The destruction carried on in the last few days is designed to make Naples, one of Europe’s largest and best peacetime harbors, completely useless to the Allies when they occupy it, military leaders say, but they are inclined to doubt that the Germans are sacking the city.
[The Germans in the Naples area, totaling seven divisions, were forced last night to abandon their lines and retire to new positions, according to reports received in Berne, Switzerland, from Rome.
[Field Marshal Gen. Albert Kessel-ring was compelled to pull out his infantry because of lack of artillery ammunition, which was due to the cutting of his communication lines by Italian troops, it was said.
]
GERMANS STILL USING TANKS
Meanwhile the Allied front in Italy moved up rapidly yesterday as the opposing armies, getting ready for the next stage of the campaign, remained locked in bitter fighting only at the “hinge” of the back-swinging German line north of Salerno.
The advance reached as much as fourteen miles in some sectors, with probably the most important gains being from Sala Consilina to Caggiano and from Potenza to Avigliano. The Fifth Army also captured Acerno, five miles northeast of Montecorvino Rovella, while the British Fifth Corps driving forward from Taranto took Ginosa, fifteen miles southwest of Gioia del Colle.
On neither the Eighth Army nor Fifth Corps front was there any action comparable to that which kept Lieut. Gen. Mark Clark’s Americans and British busy in the difficult German-dominated heights above Salerno.

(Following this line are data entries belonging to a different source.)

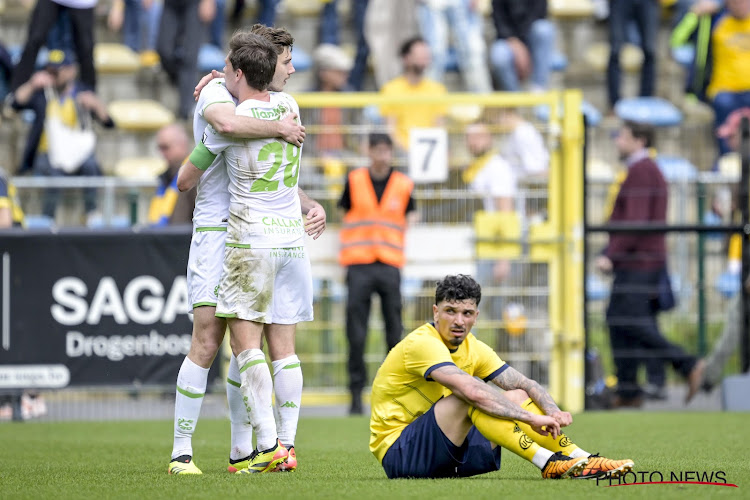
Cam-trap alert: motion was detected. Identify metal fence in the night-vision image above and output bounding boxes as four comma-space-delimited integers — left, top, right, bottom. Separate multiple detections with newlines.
7, 91, 583, 418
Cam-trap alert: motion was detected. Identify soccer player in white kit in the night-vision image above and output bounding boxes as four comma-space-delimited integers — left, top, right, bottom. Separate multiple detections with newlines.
168, 27, 325, 474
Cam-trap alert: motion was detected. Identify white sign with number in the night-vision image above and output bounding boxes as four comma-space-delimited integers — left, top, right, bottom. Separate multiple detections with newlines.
409, 128, 448, 183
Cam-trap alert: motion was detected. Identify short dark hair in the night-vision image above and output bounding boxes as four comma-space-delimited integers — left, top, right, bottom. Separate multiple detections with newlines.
398, 36, 427, 57
435, 274, 482, 305
368, 132, 393, 148
250, 23, 294, 54
227, 31, 278, 90
623, 120, 656, 148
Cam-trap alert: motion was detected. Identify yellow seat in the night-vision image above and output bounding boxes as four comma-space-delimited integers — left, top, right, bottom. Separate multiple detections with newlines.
549, 0, 594, 19
584, 42, 643, 73
94, 43, 141, 74
109, 99, 174, 132
114, 157, 167, 179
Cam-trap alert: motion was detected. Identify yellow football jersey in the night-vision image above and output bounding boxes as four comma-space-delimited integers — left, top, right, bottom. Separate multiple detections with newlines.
370, 323, 507, 462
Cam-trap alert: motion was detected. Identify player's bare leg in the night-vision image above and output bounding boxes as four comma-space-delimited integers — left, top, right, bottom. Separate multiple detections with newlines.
265, 323, 303, 471
168, 306, 226, 474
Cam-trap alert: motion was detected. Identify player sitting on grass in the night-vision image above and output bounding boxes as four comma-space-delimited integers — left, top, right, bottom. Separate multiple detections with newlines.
370, 275, 633, 479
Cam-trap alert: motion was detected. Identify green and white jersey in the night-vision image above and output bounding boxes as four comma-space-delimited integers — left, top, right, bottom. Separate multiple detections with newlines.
193, 78, 237, 230
203, 92, 305, 248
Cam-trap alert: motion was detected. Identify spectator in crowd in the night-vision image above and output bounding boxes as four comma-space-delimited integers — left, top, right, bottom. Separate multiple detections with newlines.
607, 0, 661, 109
107, 0, 162, 64
672, 0, 750, 154
0, 42, 13, 102
0, 167, 23, 229
417, 0, 492, 93
232, 0, 279, 26
686, 108, 750, 403
596, 122, 703, 407
499, 108, 549, 217
156, 0, 216, 120
339, 134, 416, 414
463, 123, 518, 319
148, 123, 197, 226
12, 50, 114, 223
490, 0, 557, 91
10, 0, 97, 91
380, 37, 447, 150
312, 43, 352, 157
364, 0, 419, 88
318, 0, 370, 91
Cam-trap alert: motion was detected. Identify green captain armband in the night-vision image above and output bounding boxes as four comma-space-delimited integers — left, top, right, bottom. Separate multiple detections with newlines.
189, 142, 219, 170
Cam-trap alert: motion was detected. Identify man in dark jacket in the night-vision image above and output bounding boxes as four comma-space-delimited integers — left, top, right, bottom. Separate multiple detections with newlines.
490, 0, 557, 91
596, 122, 702, 406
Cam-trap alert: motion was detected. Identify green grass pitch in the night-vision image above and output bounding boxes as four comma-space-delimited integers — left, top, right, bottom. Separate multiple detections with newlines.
0, 412, 750, 500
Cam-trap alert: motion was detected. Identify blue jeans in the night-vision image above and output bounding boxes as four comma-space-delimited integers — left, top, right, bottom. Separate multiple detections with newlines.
417, 0, 492, 92
34, 153, 102, 219
348, 0, 370, 90
607, 0, 661, 107
711, 92, 750, 155
122, 0, 162, 52
490, 19, 557, 92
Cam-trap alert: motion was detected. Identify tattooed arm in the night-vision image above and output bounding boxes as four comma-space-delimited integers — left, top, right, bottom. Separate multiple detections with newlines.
492, 366, 573, 427
430, 365, 560, 437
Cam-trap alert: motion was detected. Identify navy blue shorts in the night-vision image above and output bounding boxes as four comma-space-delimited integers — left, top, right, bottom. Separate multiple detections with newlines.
383, 405, 500, 479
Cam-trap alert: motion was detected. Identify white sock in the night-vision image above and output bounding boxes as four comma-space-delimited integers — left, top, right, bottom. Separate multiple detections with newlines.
237, 349, 278, 451
531, 446, 554, 470
172, 356, 208, 458
271, 354, 302, 448
563, 448, 591, 458
227, 354, 253, 460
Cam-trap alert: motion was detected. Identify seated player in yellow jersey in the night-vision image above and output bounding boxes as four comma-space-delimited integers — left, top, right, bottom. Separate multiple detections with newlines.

Here the Germans still called on tanks in small numbers and more mines and demolitions to hold off the Allies pressing them back toward the region of Mount Vesuvius. [A British Broadcasting Corporation correspondent reported that Allied guns opened a thunderous barrage in the direction of Naples.]
ALLIED FLIERS BATTER FOE
The Allies’ continual air war went on in the Naples area although targets within the city itself were spared. Medium bombers did some pinpoint bombing behind the battle lines in the mountainous defiles north and east of the battered city while fighter-bombers continued their personal war against enemy truck convoys and Wellingtons flew beyond Naples to Formia on the Gulf of Gaeta.